A generous present helps to persuade, as well as an agreeable person.
--Garth.

To help out, to lend aid; to bring a supply.

Usage examples of "to help out".

Luanne Carrandine was a little surprised when Rex asked her to babysit, but after the usual heavy flirting, she agreed to help out.

And Bistem and Bogess have their infantry fairly well organized on the approaches to the city, given that we've had to tap each regiment for a labor battalion to help out Rus's engineers.

Drizzt shrugged as he walked away toward the mizzenmast to help out the crewman.

And cops were running from all over the neighborhood, too, to help out with this wild-dog situation.

I realized I was going to have to make more (gulp) and I wished that Anna and Mom could have been there to help out, and to see what a success my idea had been.
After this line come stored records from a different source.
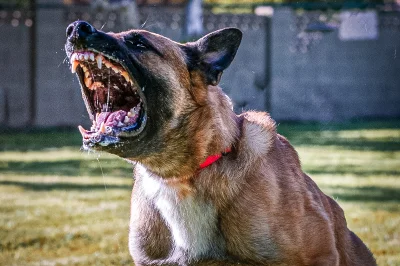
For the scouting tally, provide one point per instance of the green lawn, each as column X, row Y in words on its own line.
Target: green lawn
column 61, row 206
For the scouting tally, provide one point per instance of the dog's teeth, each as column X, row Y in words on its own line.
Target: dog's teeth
column 82, row 130
column 102, row 128
column 73, row 58
column 108, row 64
column 99, row 60
column 88, row 82
column 74, row 66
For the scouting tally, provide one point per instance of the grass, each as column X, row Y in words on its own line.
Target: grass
column 60, row 206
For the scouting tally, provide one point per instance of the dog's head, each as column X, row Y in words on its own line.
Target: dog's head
column 138, row 86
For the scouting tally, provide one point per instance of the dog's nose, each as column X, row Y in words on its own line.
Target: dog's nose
column 79, row 31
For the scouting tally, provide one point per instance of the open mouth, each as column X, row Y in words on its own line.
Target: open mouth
column 113, row 99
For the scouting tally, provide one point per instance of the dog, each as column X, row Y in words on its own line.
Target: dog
column 211, row 187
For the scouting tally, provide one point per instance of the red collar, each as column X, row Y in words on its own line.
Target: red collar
column 213, row 158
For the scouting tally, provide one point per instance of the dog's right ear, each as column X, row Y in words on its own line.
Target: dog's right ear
column 214, row 52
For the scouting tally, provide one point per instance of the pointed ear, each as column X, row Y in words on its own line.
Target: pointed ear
column 216, row 52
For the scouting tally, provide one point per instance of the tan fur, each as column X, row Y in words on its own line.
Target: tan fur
column 269, row 211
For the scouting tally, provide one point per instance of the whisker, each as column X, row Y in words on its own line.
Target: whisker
column 144, row 23
column 63, row 61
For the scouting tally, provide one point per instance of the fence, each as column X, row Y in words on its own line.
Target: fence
column 316, row 77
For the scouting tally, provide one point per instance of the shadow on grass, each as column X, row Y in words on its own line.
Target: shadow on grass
column 39, row 139
column 365, row 194
column 69, row 168
column 361, row 171
column 36, row 186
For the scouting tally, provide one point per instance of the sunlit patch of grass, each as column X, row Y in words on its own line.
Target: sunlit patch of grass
column 61, row 206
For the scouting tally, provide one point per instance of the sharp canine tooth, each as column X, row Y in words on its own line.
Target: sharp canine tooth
column 73, row 58
column 125, row 75
column 74, row 66
column 88, row 82
column 99, row 60
column 102, row 128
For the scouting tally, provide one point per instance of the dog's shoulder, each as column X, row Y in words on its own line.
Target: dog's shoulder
column 258, row 132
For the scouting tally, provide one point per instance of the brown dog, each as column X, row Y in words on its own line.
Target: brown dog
column 212, row 188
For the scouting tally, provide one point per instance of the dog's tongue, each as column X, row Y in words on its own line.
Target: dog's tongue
column 102, row 117
column 111, row 118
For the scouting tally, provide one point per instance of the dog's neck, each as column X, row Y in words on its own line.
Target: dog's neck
column 212, row 129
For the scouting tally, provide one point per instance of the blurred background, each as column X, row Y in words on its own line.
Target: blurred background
column 327, row 71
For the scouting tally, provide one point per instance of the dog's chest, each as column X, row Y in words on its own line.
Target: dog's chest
column 192, row 221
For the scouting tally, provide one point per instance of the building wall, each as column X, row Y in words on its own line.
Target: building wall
column 333, row 80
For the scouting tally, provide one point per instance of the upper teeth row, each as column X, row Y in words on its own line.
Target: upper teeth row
column 84, row 56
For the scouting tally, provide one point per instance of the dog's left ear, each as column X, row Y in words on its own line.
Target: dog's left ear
column 215, row 52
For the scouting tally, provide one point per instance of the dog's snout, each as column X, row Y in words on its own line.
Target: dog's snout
column 79, row 31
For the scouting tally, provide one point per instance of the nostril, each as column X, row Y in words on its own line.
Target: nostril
column 69, row 30
column 79, row 31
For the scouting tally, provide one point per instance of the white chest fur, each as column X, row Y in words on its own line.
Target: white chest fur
column 192, row 221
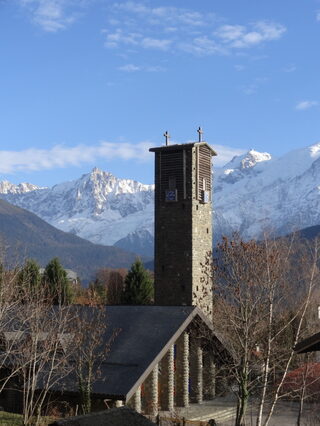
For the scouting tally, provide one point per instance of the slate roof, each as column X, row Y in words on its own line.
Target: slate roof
column 146, row 333
column 310, row 344
column 114, row 417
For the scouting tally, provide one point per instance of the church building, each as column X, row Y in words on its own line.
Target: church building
column 166, row 355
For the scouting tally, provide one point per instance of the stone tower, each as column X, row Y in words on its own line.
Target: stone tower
column 183, row 224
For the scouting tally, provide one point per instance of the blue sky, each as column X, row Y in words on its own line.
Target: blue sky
column 89, row 83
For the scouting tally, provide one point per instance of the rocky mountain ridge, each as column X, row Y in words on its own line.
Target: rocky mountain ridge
column 253, row 193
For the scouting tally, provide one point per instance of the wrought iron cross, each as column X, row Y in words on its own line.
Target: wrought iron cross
column 167, row 136
column 200, row 131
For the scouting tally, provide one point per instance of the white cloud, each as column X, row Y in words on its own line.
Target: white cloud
column 59, row 156
column 134, row 68
column 290, row 68
column 240, row 37
column 180, row 29
column 225, row 154
column 253, row 87
column 53, row 15
column 239, row 67
column 303, row 105
column 154, row 43
column 129, row 68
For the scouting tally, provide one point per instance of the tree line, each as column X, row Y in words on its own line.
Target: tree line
column 111, row 286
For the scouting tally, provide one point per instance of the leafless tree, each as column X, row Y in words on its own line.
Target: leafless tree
column 93, row 340
column 253, row 309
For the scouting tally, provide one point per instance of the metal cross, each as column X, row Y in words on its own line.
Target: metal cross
column 167, row 136
column 200, row 131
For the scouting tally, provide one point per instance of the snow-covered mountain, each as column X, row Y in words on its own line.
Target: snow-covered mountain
column 253, row 193
column 98, row 206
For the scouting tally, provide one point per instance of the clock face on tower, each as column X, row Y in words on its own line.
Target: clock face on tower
column 171, row 195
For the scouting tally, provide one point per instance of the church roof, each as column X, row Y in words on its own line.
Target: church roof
column 146, row 334
column 143, row 336
column 113, row 417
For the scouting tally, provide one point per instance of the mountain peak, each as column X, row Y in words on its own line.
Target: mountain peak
column 7, row 187
column 253, row 157
column 247, row 160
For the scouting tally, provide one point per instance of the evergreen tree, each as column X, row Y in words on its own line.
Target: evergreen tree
column 138, row 284
column 55, row 277
column 29, row 277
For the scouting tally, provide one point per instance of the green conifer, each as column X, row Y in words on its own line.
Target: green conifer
column 55, row 277
column 138, row 286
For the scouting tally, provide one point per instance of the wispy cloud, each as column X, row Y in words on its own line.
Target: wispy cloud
column 53, row 15
column 242, row 37
column 239, row 67
column 303, row 105
column 134, row 68
column 226, row 154
column 138, row 25
column 61, row 156
column 252, row 88
column 290, row 68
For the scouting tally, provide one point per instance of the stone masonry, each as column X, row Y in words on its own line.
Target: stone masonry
column 183, row 225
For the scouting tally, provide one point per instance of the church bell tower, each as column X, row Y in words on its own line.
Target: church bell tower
column 183, row 224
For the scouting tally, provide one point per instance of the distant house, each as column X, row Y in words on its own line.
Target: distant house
column 310, row 344
column 71, row 275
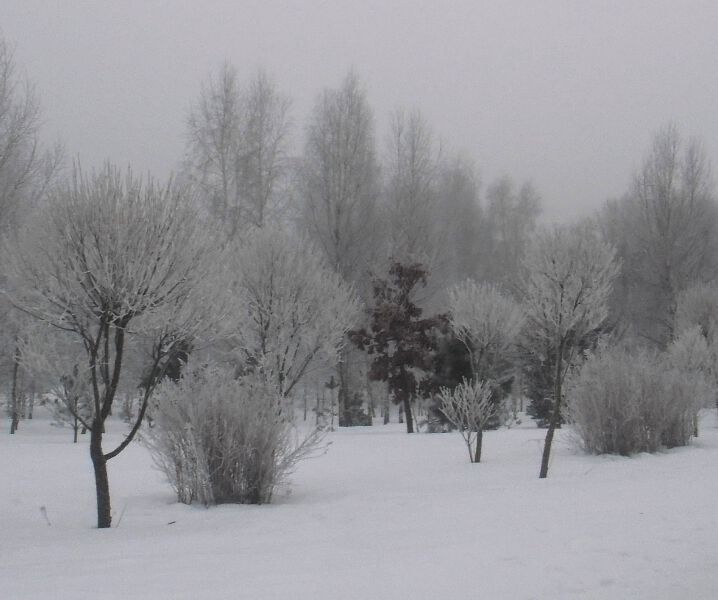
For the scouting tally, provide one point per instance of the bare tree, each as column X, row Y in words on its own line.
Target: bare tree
column 296, row 310
column 488, row 323
column 469, row 407
column 566, row 289
column 511, row 220
column 338, row 179
column 412, row 202
column 108, row 257
column 26, row 169
column 236, row 147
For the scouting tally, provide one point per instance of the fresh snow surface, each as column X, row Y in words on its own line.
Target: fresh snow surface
column 381, row 515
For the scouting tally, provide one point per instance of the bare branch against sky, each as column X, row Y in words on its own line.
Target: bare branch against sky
column 565, row 93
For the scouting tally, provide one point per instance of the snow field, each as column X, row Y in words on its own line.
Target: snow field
column 381, row 515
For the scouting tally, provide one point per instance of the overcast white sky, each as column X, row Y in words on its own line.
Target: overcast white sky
column 565, row 93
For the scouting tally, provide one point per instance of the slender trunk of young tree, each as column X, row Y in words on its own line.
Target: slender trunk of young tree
column 479, row 442
column 102, row 484
column 15, row 416
column 407, row 413
column 556, row 416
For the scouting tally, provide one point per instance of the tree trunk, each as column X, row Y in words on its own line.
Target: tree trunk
column 479, row 441
column 555, row 417
column 15, row 416
column 102, row 484
column 407, row 414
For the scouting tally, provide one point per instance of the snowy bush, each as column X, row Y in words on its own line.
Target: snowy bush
column 469, row 407
column 219, row 439
column 623, row 402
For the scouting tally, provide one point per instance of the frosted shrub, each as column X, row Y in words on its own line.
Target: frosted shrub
column 469, row 407
column 622, row 403
column 220, row 440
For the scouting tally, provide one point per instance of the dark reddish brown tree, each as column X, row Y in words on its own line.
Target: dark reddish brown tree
column 400, row 341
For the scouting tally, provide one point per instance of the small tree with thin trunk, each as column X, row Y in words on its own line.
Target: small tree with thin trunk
column 488, row 323
column 568, row 281
column 470, row 409
column 398, row 338
column 110, row 257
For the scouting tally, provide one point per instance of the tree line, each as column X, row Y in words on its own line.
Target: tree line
column 265, row 271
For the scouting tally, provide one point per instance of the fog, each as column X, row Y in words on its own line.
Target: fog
column 565, row 94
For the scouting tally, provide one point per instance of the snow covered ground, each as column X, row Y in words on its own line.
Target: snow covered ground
column 382, row 515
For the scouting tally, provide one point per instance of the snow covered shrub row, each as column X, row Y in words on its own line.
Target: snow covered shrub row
column 623, row 402
column 220, row 439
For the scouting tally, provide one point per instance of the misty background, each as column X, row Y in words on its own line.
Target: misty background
column 564, row 94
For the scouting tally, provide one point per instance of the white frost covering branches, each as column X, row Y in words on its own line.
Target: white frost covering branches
column 222, row 439
column 487, row 322
column 295, row 311
column 108, row 246
column 570, row 275
column 469, row 407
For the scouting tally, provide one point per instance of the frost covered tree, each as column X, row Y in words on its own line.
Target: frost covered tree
column 665, row 229
column 511, row 216
column 110, row 256
column 568, row 282
column 469, row 407
column 466, row 237
column 295, row 309
column 236, row 147
column 338, row 179
column 412, row 162
column 697, row 310
column 222, row 438
column 26, row 169
column 487, row 322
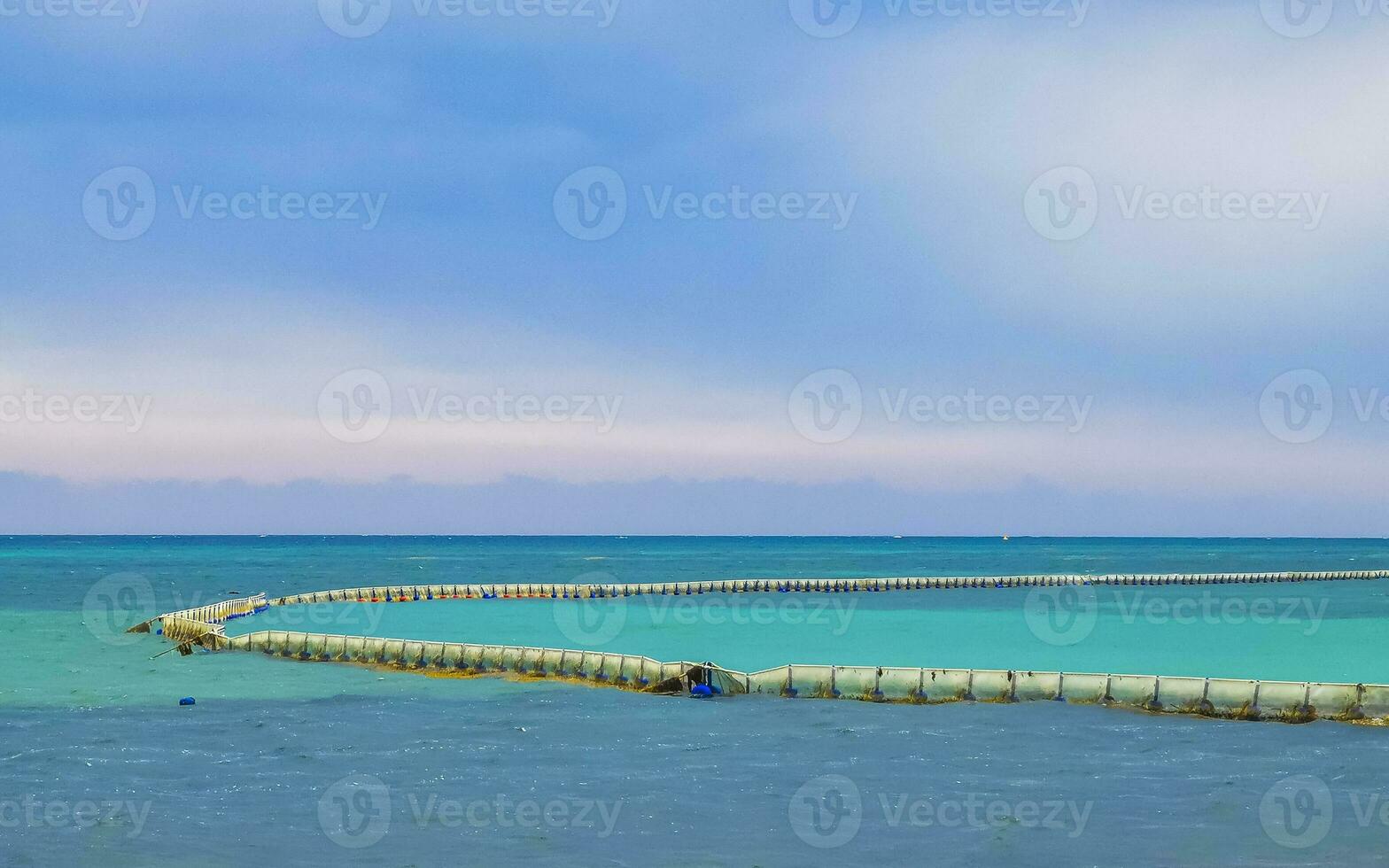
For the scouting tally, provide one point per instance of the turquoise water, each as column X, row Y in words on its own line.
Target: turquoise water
column 259, row 765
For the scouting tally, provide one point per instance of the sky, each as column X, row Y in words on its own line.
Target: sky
column 633, row 267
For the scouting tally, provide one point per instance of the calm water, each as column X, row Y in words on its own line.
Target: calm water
column 283, row 762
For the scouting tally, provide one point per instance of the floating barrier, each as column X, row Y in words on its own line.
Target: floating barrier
column 214, row 613
column 411, row 593
column 1235, row 699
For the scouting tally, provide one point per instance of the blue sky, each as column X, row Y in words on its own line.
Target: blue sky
column 846, row 212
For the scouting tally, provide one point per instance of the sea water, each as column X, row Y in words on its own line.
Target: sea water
column 283, row 762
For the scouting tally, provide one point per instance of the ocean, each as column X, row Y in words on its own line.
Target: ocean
column 283, row 762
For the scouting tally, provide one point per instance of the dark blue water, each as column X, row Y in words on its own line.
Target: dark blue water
column 285, row 763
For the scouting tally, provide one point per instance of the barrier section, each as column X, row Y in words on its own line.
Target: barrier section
column 896, row 684
column 1032, row 686
column 946, row 685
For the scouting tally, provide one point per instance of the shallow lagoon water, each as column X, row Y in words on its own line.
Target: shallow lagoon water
column 256, row 771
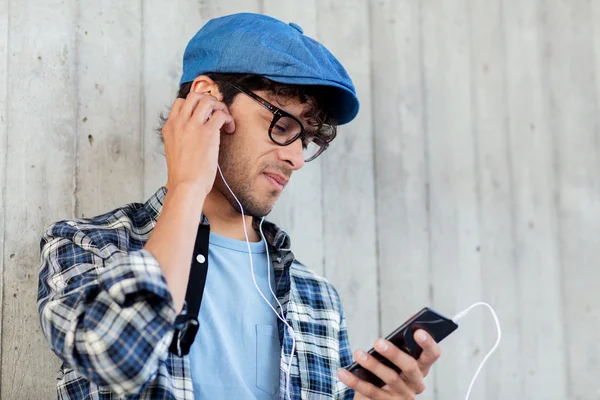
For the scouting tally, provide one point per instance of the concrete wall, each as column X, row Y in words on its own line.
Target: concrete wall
column 471, row 173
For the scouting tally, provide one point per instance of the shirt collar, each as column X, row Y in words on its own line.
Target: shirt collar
column 276, row 237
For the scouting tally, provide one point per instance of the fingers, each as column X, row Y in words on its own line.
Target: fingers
column 198, row 104
column 361, row 387
column 431, row 351
column 198, row 108
column 176, row 107
column 411, row 373
column 220, row 119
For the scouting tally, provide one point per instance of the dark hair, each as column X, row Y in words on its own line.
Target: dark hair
column 315, row 118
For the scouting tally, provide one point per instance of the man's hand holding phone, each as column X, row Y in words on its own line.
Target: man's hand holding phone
column 405, row 385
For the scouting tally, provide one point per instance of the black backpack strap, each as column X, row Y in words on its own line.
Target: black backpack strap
column 187, row 325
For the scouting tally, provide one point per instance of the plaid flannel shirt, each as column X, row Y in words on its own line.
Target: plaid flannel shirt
column 107, row 312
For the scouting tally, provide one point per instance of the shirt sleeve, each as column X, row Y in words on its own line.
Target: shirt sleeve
column 344, row 392
column 108, row 316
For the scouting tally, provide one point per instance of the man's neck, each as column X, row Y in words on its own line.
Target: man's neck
column 225, row 220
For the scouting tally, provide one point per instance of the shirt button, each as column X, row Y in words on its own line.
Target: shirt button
column 296, row 27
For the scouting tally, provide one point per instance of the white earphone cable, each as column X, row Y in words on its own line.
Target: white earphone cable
column 269, row 280
column 498, row 329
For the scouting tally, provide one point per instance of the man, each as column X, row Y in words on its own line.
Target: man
column 257, row 100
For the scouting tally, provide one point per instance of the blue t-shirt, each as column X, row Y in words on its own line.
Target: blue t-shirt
column 236, row 352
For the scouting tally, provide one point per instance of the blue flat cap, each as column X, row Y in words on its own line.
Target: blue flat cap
column 257, row 44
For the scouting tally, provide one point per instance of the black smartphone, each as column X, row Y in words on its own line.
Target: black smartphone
column 427, row 319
We keep it open, I've got commitments from the Highway Patrol and almost every sheriff's department in the state to help out with extra officers.

I believe someday the Rangers may be necessary to help out there as well.

I agreed to help out with this particular job because I care deeply about the protection of antiquities and because an increase in anti-foreign feeling here could affect my work and that of others.